Thanks for the info. Sounds like the 2 8's should be plenty for what I want. I am either going to use the jl 500/1v1 or an alpine mrd m1005. I have both. Any suggestions? I am going to run alpine spx17pro components off of either a Alpine MRV f545, a jl 450/4v1 or a jl 300/4V2. I have all 3. I want to run active and have type r co ax for rear fill. Going to use an alpine d310 with a h701 processor. It's going in a 01 f350 crew cab.


----------



## Cruzer (Jul 16, 2010)

aj1735 said:


> Thanks for the info. Sounds like the 2 8's should be plenty for what I want. I am either going to use the jl 500/1v1 or an alpine mrd m1005. I have both.

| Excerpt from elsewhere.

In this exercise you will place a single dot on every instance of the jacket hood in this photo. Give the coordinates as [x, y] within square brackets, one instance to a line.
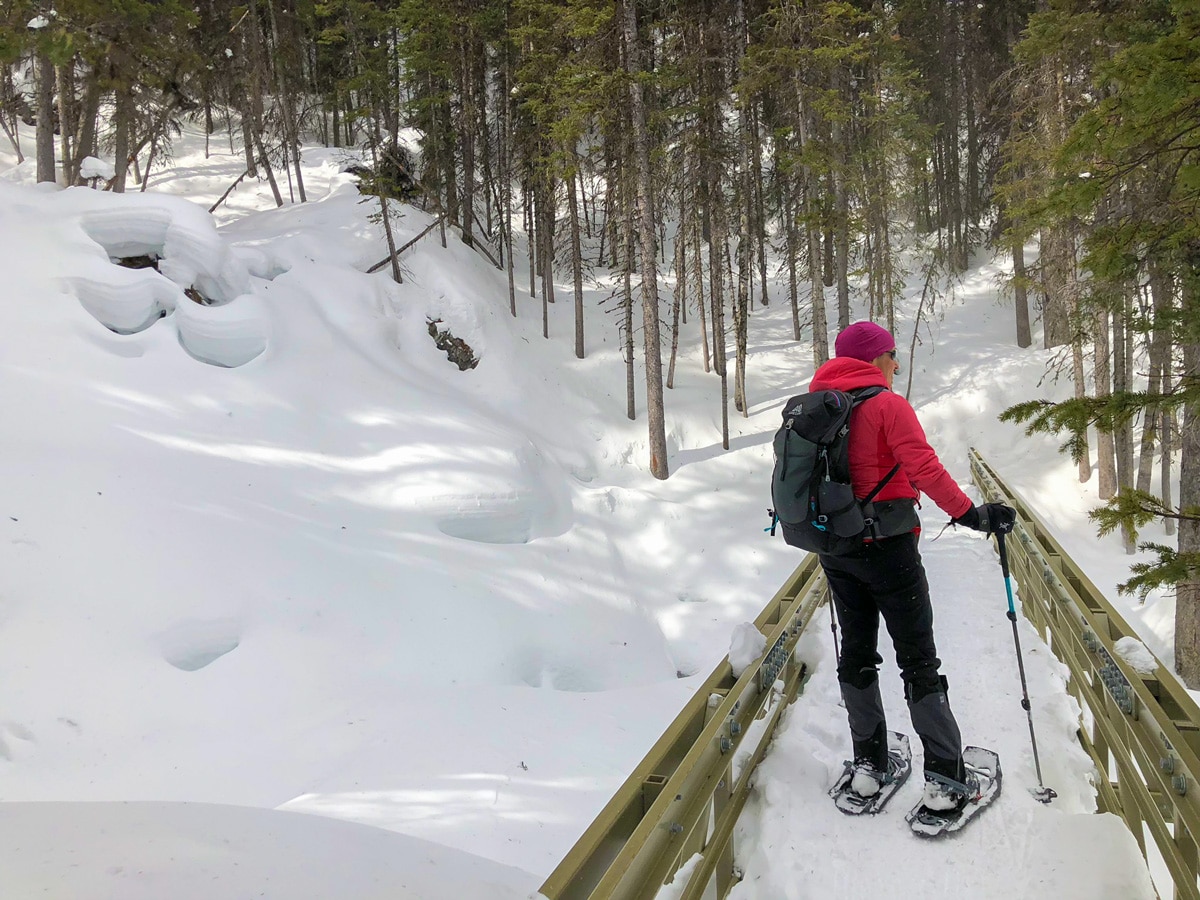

Any suggestions? I am going to run alpine spx17pro components off of either a Alpine MRV f545, a jl 450/4v1 or a jl 300/4V2. I have all 3. I want to run active and have type r co ax for rear fill. Going to use an alpine d310 with a h701 processor. It's going in a 01 f350 crew cab.


everyone loves jl so thats probably the best bet but since u already have it all just try them all see what you like.


----------



## oilman (Feb 21, 2012)

I really liked my SI BM KIII. Transparent and got low. I just sold it to a member here. If you see one popup it would be a great option. 

Cheers


----------



## aj1735 (Feb 27, 2011)

Cruzer said:


> everyone loves jl so thats probably the best bet but since u already have it all just try them all see what you like.

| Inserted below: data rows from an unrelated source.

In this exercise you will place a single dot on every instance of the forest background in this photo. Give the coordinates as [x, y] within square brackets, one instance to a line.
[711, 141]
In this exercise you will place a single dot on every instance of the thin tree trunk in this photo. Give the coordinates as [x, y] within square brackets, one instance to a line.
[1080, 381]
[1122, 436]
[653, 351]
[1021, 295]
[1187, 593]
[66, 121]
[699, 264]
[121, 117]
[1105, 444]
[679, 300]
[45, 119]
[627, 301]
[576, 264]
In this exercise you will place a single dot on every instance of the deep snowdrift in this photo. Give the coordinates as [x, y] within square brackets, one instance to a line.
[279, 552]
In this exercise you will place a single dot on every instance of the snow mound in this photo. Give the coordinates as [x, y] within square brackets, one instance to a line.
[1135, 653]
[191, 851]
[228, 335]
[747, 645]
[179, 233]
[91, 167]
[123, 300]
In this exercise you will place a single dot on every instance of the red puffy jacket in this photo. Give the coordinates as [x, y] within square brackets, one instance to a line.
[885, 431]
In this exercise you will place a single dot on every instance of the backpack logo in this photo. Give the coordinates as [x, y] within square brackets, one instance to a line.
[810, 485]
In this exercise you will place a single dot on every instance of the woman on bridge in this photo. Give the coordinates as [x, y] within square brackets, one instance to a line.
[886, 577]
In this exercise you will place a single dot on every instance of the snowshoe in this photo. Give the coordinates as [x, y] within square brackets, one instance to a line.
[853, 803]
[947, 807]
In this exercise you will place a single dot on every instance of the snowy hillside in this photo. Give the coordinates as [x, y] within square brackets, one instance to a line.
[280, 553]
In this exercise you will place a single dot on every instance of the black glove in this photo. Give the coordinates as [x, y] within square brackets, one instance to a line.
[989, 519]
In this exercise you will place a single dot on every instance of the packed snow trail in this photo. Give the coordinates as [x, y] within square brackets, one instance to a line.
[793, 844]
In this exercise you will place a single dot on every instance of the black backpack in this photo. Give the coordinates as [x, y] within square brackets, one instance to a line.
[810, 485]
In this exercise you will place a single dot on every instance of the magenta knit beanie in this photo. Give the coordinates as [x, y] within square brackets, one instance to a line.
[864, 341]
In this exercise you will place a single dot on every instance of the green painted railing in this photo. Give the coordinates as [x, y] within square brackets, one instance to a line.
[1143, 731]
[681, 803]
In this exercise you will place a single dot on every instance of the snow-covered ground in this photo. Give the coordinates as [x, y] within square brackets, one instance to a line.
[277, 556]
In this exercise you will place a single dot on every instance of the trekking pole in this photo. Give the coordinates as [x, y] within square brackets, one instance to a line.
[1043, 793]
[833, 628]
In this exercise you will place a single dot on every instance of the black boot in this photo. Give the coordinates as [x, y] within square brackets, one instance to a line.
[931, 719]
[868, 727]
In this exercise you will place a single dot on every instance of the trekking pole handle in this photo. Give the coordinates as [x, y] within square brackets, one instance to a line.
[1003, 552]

I will have to just try it all out. I will have to get good at tuning and tweaking the amps. There will be a bit of adjusting to make it all work good being active trying them all out. Would it be beneficial to run the alpine mrd m1005 to get more power to the JL's, or would that be too much for them?


----------



## Cruzer (Jul 16, 2010)

aj1735 said:


> I will have to just try it all out. I will have to get good at tuning and tweaking the amps. There will be a bit of adjusting to make it all work good being active trying them all out. Would it be beneficial to run the alpine mrd m1005 to get more power to the JL's, or would that be too much for them?

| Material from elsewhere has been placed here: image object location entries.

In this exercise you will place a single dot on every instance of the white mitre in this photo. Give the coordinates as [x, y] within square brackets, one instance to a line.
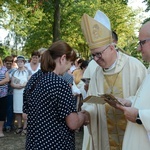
[97, 30]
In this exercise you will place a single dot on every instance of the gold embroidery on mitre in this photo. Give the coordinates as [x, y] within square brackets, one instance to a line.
[96, 34]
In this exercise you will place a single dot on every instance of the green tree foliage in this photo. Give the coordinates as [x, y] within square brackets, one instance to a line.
[38, 23]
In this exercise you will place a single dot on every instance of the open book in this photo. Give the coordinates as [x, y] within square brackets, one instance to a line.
[102, 99]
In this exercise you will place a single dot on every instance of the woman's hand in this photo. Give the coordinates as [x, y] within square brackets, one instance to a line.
[129, 112]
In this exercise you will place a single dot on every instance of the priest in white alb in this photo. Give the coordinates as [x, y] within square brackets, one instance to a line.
[118, 74]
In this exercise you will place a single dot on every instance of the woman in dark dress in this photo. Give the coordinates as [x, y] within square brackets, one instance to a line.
[49, 103]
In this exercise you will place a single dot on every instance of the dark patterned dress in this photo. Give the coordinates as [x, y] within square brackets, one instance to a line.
[48, 101]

i say if their capable(voice coils being wired) it would be a great move. that is also if u know what your doing as far as setting gains


----------



## aj1735 (Feb 27, 2011)

Cruzer said:


> i say if their capable(voice coils being wired) it would be a great move. that is also if u know what your doing as far as setting gains


I know just enough to get into trouble. Lol. They are single 4 ohm and thought to wire them at 2 ohm mono load. I didn't know if it would make a huge difference with the amount of power between the 500 watt jl and 1000 watt alpine? The f545 Alpine is rated at [email protected] and the JL's are [email protected] for the 300/4v2 and 150x2+ [email protected] for the 450/4v1. I have read that the type x pro mids need a bunch of power to sound good otherwise they are a little lacking in the low range. What are your thoughts on the amps and power for the highs?


----------



## Cruzer (Jul 16, 2010)

the more the better. music is dynamic so its best to have extra power for when it peaks the amp isnt clipping and the speakers get the power required to produce the sound

but u may find u like the way the jl sounds over the alpines. imho u cant hear it, but gotta be some reason people use outrageous expensive gear over average priced gear


----------



## aj1735 (Feb 27, 2011)

Cruzer said:


> the more the better. music is dynamic so its best to have extra power for when it peaks the amp isnt clipping and the speakers get the power required to produce the sound
> 
> but u may find u like the way the jl sounds over the alpines. imho u cant hear it, but gotta be some reason people use outrageous expensive gear over average priced gear


I appreciate the help. I do understand that usually more is better when it comes to power. I got thinking, and I don't know if the 450/4 will be to long to fit where it needs to under the back seat. I then would wonder if it would be better to use the more powerful alpine mrv f545 or the better but less power, 300/4v2 for the highs? Probably have to be one of the try and see how it sounds tests. I think that at least I should have a pretty decent setup when it's all said and done. I think that the 8w3v3's will work well for what I am looking for and can save a little money from having to buy a shallow. I really appreciate all of your input. Thanks for the help.


----------



## Cruzer (Jul 16, 2010)

aj1735 said:


> I appreciate the help. I do understand that usually more is better when it comes to power. I got thinking, and I don't know if the 450/4 will be to long to fit where it needs to under the back seat. I then would wonder if it would be better to use the more powerful alpine mrv f545 or the better but less power, 300/4v2 for the highs? Probably have to be one of the try and see how it sounds tests. I think that at least I should have a pretty decent setup when it's all said and done. I think that the 8w3v3's will work well for what I am looking for and can save a little money from having to buy a shallow. I really appreciate all of your input. Thanks for the help.


no problem, good luck with the setup and let me know how it goes


----------



## vwjmkv (Apr 23, 2011)

wow this thread took off a little. i think ill go with a 10W3 in a ported box, i may even just get her one of JL's prefab sub and box combos. less work for me

CC


----------



## Cruzer (Jul 16, 2010)

vwjmkv said:


> wow this thread took off a little. i think ill go with a 10W3 in a ported box, i may even just get her one of JL's prefab sub and box combos. less work for me
> 
> CC


jls ported boxes arent stealth are they? i havent seen one

their stealth boxes are sealed from what ive seen as well


----------



## vwjmkv (Apr 23, 2011)

Cruzer said:


> jls ported boxes arent stealth are they? i havent seen one
> 
> their stealth boxes are sealed from what ive seen as well


they have small driver prefab boxes that are ported. and no I'm not getting a stealth box. those are pricey. the box/driver combo i saw was just about $300

CC


----------



## muhammd (May 31, 2017)

I don't believe they perform the way a regular subwoofer could perform but for their features a shallow sub could be awesome choice


----------